Après avoir travaillé pendant dix ans dans des ONG humanitaires, Julie Ancian conduit aujourd’hui des recherches sur les inégalités de santé, le genre et les violences. Sociologue, elle a contribué aux travaux de la Commission indépendante sur les abus sexuels dans l’Église catholique. Elle a été lauréate du prix de thèse 2018 de l’École des hautes études en sciences sociales pour sa recherche sur les meurtres de nouveau-nés. Comment une mère peut-elle tuer ses bébés ? Dans une société qui idéalise la maternité, les femmes qui tuent leur nouveau né dans les heures qui suivent sa naissance provoquent horreur et incompréhension. Ce sont des « monstres » ou des « folles ».

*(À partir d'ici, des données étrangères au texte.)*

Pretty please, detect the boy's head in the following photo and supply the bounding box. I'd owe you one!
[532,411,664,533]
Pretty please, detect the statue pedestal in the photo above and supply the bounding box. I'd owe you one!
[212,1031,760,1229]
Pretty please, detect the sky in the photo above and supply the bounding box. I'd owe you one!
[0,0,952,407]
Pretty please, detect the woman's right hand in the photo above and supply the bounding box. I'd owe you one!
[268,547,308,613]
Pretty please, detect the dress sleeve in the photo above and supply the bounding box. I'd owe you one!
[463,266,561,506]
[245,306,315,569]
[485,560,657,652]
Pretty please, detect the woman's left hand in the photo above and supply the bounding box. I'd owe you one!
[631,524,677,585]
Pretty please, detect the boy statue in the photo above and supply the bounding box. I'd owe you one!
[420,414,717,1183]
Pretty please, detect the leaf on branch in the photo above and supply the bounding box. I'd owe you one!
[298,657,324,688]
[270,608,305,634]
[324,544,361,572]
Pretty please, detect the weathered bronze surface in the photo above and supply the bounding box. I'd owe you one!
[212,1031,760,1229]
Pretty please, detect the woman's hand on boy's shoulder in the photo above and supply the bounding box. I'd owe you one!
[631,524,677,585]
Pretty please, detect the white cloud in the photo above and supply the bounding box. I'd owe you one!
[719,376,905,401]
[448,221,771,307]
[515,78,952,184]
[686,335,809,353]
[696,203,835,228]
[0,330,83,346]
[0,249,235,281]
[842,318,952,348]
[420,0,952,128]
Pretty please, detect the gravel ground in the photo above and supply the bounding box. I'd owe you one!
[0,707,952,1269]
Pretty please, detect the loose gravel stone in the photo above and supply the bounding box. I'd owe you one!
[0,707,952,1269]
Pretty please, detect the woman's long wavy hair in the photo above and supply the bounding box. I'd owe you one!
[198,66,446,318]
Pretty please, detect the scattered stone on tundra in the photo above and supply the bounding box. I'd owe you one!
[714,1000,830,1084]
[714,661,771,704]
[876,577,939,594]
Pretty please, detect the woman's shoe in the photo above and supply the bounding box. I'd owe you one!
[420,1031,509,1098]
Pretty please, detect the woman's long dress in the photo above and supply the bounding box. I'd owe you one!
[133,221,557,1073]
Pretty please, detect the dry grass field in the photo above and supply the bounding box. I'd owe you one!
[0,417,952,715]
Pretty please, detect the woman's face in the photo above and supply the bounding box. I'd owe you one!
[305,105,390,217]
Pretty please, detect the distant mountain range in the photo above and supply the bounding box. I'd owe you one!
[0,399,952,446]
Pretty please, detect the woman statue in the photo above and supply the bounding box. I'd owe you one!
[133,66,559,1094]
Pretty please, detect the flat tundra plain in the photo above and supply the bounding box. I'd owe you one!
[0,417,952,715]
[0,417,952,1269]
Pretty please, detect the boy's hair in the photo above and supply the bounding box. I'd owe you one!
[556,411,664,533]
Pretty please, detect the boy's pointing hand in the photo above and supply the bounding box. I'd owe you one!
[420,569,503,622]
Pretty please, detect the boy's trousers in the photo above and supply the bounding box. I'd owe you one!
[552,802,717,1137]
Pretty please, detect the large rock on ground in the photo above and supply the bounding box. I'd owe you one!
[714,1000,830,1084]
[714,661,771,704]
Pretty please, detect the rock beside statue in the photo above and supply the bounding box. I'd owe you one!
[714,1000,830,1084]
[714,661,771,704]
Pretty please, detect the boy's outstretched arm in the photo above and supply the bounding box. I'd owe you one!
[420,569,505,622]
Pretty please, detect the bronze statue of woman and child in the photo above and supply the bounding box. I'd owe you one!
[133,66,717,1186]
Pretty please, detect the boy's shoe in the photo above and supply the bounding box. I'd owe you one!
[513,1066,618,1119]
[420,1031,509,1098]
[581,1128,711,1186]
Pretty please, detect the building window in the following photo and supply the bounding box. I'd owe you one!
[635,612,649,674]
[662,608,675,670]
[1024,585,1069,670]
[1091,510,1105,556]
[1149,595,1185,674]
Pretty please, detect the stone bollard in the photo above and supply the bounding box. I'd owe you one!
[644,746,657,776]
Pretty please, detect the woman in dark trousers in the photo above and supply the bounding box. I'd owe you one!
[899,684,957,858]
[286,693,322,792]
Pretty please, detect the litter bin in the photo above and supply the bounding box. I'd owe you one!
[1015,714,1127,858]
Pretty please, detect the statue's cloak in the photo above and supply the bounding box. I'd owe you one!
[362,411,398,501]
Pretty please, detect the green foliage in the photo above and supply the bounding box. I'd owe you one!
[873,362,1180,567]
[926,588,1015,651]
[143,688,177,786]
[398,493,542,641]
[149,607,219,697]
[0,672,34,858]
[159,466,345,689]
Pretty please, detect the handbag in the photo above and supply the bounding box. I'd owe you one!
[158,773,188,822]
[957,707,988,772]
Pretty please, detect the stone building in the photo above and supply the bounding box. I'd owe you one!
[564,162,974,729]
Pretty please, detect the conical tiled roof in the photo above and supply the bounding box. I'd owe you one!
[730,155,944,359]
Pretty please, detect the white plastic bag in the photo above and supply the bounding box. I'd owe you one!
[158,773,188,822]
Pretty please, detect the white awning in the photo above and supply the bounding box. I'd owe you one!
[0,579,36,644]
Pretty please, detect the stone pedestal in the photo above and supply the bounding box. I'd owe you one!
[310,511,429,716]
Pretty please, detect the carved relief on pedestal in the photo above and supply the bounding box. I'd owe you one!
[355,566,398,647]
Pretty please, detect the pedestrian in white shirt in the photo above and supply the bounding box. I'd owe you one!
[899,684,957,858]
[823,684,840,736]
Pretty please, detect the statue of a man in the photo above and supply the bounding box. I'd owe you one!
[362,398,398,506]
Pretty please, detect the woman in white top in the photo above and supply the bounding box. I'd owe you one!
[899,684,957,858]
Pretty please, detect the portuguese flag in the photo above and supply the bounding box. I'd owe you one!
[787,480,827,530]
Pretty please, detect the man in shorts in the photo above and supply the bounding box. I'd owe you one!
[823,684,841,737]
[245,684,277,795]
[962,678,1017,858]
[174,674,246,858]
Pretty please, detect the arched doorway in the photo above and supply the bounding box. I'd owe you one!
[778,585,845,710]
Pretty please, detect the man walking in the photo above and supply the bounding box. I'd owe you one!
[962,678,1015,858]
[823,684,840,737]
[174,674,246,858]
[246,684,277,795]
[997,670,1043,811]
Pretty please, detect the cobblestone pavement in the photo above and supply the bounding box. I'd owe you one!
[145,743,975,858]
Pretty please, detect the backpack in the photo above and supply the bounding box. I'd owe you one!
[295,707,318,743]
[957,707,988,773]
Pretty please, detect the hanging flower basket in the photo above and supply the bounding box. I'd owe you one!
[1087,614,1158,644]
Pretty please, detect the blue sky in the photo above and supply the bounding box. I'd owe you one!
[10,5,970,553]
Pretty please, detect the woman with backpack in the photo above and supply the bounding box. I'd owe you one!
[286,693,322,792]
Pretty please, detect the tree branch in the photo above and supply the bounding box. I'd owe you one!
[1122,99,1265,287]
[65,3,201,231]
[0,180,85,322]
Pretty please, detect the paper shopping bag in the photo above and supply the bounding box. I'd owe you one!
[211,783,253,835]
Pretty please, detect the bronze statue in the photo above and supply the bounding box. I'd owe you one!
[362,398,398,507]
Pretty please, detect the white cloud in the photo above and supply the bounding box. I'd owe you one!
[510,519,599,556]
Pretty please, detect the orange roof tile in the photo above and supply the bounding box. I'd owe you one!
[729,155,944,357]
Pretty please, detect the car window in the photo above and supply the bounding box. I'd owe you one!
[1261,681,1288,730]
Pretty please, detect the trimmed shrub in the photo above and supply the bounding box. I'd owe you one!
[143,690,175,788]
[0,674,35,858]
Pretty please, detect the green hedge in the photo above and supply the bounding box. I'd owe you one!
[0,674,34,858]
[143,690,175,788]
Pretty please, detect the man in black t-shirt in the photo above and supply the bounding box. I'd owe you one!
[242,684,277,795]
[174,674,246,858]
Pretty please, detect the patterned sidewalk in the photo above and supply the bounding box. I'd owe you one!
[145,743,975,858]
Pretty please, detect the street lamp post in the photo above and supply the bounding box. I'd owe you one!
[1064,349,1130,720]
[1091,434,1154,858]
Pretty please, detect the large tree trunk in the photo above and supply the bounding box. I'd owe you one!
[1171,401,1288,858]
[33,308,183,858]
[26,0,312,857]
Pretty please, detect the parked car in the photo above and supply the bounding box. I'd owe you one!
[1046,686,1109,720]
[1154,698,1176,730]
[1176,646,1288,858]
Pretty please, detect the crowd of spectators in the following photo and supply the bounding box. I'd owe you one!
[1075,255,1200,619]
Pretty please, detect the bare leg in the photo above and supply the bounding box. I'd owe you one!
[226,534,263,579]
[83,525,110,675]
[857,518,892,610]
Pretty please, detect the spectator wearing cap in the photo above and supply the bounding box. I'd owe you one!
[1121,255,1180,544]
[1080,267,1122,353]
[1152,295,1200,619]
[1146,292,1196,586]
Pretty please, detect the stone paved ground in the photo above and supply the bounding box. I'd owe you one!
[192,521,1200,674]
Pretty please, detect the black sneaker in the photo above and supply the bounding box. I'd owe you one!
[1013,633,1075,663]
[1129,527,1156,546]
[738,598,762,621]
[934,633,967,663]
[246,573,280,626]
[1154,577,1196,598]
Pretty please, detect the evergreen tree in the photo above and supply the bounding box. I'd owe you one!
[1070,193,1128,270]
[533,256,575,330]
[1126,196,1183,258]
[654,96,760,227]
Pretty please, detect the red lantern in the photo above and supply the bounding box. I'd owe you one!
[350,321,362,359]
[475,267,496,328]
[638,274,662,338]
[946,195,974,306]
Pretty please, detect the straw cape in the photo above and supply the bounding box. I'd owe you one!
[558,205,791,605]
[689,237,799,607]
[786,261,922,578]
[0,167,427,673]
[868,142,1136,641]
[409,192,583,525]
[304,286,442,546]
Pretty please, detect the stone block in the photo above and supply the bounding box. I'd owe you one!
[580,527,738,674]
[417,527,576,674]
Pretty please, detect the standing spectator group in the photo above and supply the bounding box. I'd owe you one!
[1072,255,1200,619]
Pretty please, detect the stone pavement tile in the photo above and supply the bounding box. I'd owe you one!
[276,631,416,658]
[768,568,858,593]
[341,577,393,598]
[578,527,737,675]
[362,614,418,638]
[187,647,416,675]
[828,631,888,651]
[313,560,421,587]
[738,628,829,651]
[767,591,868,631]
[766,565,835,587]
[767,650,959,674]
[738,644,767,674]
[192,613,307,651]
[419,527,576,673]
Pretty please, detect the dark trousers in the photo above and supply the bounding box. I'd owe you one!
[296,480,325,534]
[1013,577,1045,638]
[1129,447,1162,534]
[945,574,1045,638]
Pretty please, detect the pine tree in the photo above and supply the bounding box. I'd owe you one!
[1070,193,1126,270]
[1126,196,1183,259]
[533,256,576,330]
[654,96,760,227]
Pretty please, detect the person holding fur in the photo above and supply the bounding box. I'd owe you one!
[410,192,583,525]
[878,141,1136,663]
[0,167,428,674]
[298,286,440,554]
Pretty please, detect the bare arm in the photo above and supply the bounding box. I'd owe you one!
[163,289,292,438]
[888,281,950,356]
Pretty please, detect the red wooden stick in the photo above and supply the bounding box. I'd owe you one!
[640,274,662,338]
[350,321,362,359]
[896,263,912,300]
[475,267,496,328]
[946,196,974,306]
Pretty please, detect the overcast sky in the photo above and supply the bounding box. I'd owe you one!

L’enquête menée par Julie Ancian se situe à l’opposé de ces images convenues. Son livre s’appuie sur les récits exceptionnels qu’elle a recueillis auprès de femmes condamnées pour ces faits. Loin de ramener à une pathologie mentale, leurs propos témoignent de trajectoires traversées de fortes contraintes et de grande détresse : précarité, violences conjugales, isolement, absence de soutien familial… Contrairement à une idée répandue, l’accès aux services de planning familial, à une contraception efficace ou à un avortement, n’est pas garanti pour toutes les femmes.
Or, la justice, dans le traitement de ces homicides très particuliers, est aveugle aux inégalités sociales et particulièrement indulgente envers les hommes violents. Les observations de procès et les entretiens avec des magistrats et des avocats révèlent que l’institution judiciaire perpétue un discours trompeur sur la libre disposition de leur corps dont bénéficieraient toutes les femmes. Aussi l’autrice est-elle fondée à dresser ce constat : les violences qui pèsent sur les choix reproductifs des femmes sont encore largement inaudibles.